[Python-ideas] isascii()/islatin1()/isbmp()
Nick Coghlan
ncoghlan at gmail.com
Sun Jul 1 08:27:25 CEST 2012
On Sun, Jul 1, 2012 at 3:48 PM, Terry Reedy <tjreedy at udel.edu> wrote:
> encodable would indirectly expose max_code_point since it would only be
> really useful and likely used when max_code_point was available and
> applicable. In other words, s.encodable('latin1') is equivalent to
> s.max_code_point == 255.
>
> if isbmp *is* useful, I don't think it can be duplicated with .encodable.
> Python seems not to have a ucs-2 codec.

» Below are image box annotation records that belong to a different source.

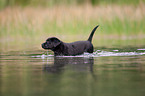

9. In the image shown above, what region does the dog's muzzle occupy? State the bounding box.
[41,43,47,49]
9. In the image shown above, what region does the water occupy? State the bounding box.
[0,47,145,96]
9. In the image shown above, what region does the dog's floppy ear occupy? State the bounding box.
[53,38,61,47]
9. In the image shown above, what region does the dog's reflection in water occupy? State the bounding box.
[44,57,94,73]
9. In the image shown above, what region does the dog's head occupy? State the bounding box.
[42,37,61,50]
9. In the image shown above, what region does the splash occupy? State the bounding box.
[32,50,145,58]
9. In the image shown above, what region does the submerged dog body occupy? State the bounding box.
[42,26,98,56]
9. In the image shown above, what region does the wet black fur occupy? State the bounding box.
[42,25,99,56]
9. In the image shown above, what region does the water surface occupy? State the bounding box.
[0,47,145,96]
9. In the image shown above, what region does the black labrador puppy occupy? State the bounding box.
[42,25,99,56]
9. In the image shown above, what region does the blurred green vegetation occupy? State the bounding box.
[0,0,145,8]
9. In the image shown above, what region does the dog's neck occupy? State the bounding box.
[52,42,66,56]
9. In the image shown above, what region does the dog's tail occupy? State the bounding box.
[88,25,99,42]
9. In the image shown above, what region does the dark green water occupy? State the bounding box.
[0,48,145,96]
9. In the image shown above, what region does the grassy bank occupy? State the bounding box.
[0,4,145,51]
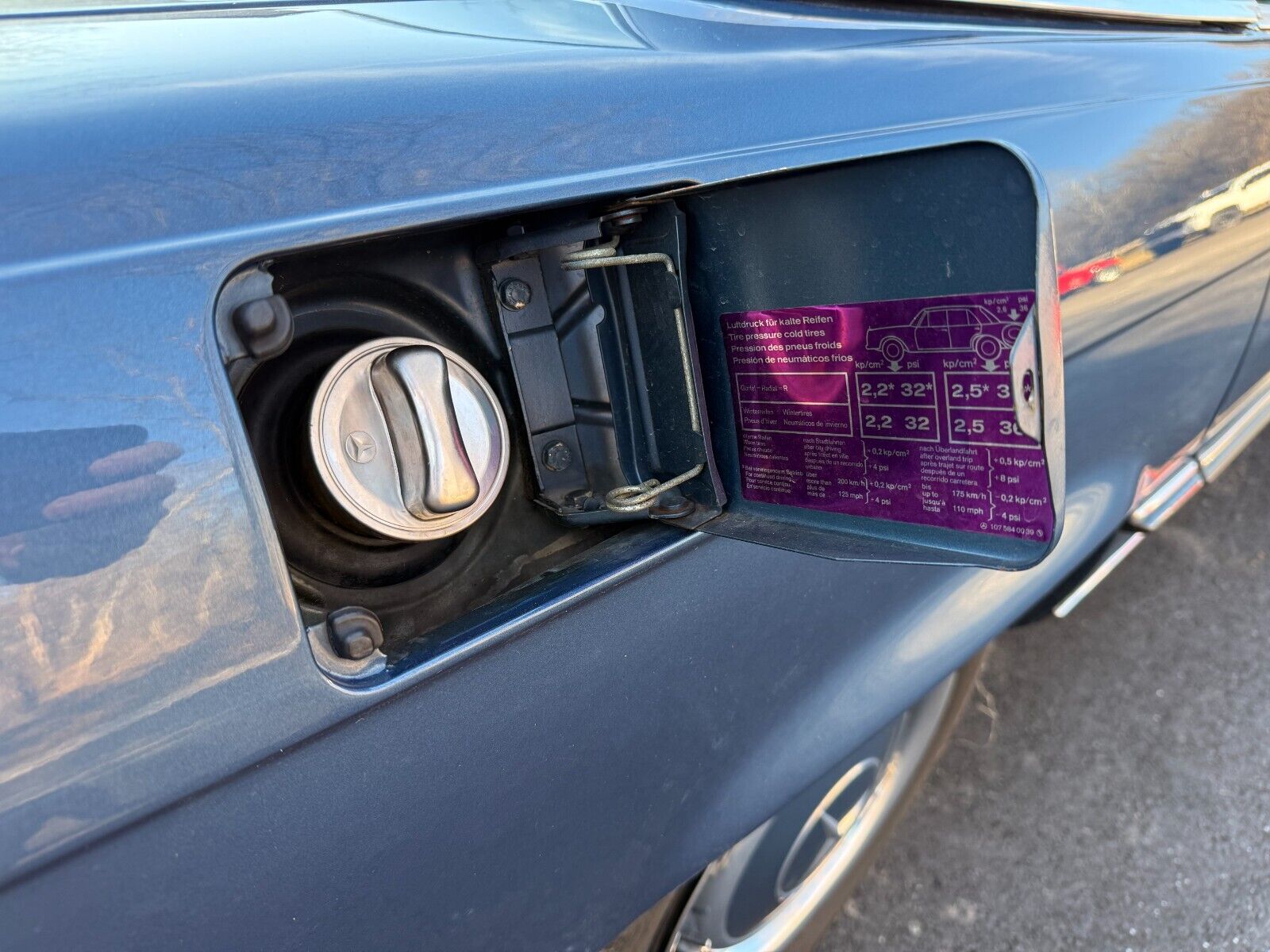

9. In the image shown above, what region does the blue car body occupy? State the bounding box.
[0,0,1270,950]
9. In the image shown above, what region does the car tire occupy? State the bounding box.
[880,338,908,363]
[605,649,989,952]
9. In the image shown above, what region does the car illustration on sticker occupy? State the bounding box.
[865,305,1020,364]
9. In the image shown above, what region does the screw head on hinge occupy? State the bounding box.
[542,440,573,472]
[498,278,533,311]
[326,605,383,662]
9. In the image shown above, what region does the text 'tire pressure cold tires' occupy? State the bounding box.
[606,650,987,952]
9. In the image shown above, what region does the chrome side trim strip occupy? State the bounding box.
[1050,531,1148,618]
[1050,373,1270,618]
[950,0,1260,25]
[1195,374,1270,482]
[1129,455,1204,532]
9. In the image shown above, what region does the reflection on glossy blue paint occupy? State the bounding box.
[0,424,180,585]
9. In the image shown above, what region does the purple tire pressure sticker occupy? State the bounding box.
[720,290,1054,542]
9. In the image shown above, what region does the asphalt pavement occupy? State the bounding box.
[819,434,1270,952]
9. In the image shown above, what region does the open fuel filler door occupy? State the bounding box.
[493,144,1064,569]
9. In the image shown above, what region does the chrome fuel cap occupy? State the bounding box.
[309,338,508,542]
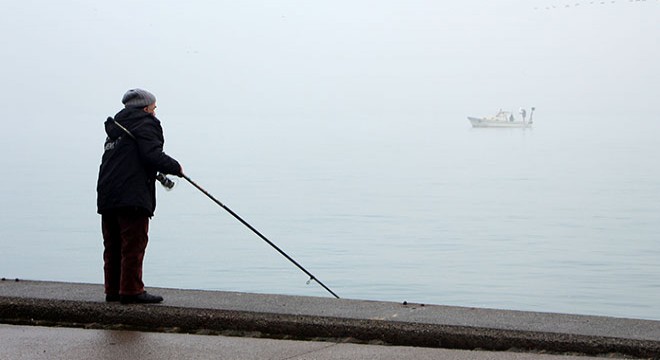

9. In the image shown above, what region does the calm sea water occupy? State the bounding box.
[0,112,660,320]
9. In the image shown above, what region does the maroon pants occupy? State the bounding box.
[101,209,149,295]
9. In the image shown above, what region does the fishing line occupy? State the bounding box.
[181,174,339,299]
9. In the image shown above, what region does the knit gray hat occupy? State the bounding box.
[121,89,156,108]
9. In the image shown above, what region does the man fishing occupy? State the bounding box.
[96,89,183,304]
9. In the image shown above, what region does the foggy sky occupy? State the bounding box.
[0,0,660,122]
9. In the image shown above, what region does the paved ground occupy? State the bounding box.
[0,281,660,359]
[0,325,612,360]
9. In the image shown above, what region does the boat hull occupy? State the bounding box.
[468,116,532,128]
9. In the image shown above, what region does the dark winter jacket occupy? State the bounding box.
[96,108,181,216]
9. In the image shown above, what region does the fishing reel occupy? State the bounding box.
[156,173,176,191]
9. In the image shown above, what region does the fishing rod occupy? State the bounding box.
[181,174,339,299]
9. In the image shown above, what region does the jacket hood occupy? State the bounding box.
[105,108,154,140]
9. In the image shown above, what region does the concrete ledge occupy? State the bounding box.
[0,280,660,358]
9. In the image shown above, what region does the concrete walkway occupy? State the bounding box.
[0,280,660,359]
[0,325,612,360]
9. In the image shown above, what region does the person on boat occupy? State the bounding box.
[96,89,183,304]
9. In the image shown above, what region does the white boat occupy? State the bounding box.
[468,108,535,128]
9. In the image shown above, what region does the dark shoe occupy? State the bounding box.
[119,291,163,304]
[105,294,119,302]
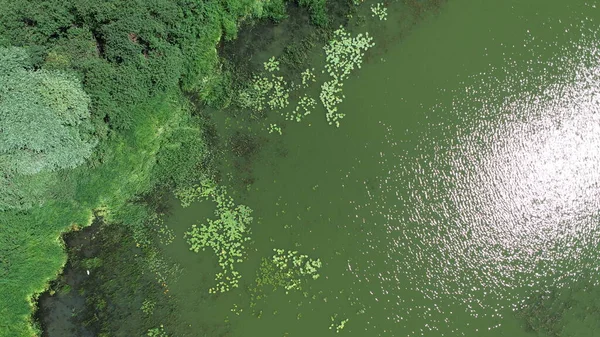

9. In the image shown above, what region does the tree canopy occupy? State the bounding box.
[0,47,96,177]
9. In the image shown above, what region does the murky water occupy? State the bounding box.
[166,0,600,337]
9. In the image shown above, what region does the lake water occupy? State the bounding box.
[165,0,600,337]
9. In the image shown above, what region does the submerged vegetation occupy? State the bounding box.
[320,27,375,127]
[0,0,440,337]
[256,249,322,293]
[185,187,252,293]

Rewinding back to the reasons the question is being asked, the reason
this information is useful at the Python level is the same reason it
is useful at the C level: it matters for finding the most efficient
means of
representing the text as bytes (which can then have further
implications for the kind of quoting used, etc). The interesting
breakpoints can actually be expressed in terms of the number of bits
in the highest code point:
7 - encode as ASCII (or latin-1 or utf-8)
8 - encode as latin-1
8+ - encode as utf-8
Specifically, it's a payload microoptimisation for the latin-1 case -
the latin-1 string will be shorter than the corresponding utf-8 string
(how much shorter depends on the number of non-ASCII characters). I
believe it also makes an additional difference in the email case by
changing the kind of quoting that is used to something with lower
overhead that can't handle utf-8.
The "try it and see" approach suffers a potentially high speed penalty
if the non-latin-1 characters appear late in the string:
try:
# Likely no need to try ASCII, since there's no efficiency
gain over latin-1
payload = message.encode("latin-1")
except UnicodeEncodeError:
payload = message.encode("utf-8")
Using max() and ord() to check in advance doesn't help, since that
*locks in* the O(n) penalty.
The reason I think a max_code_point() method is a good potential
solution is that it can be advertised as O(n) worst case, but
potentially O(1) if the implementation caches the answer internally.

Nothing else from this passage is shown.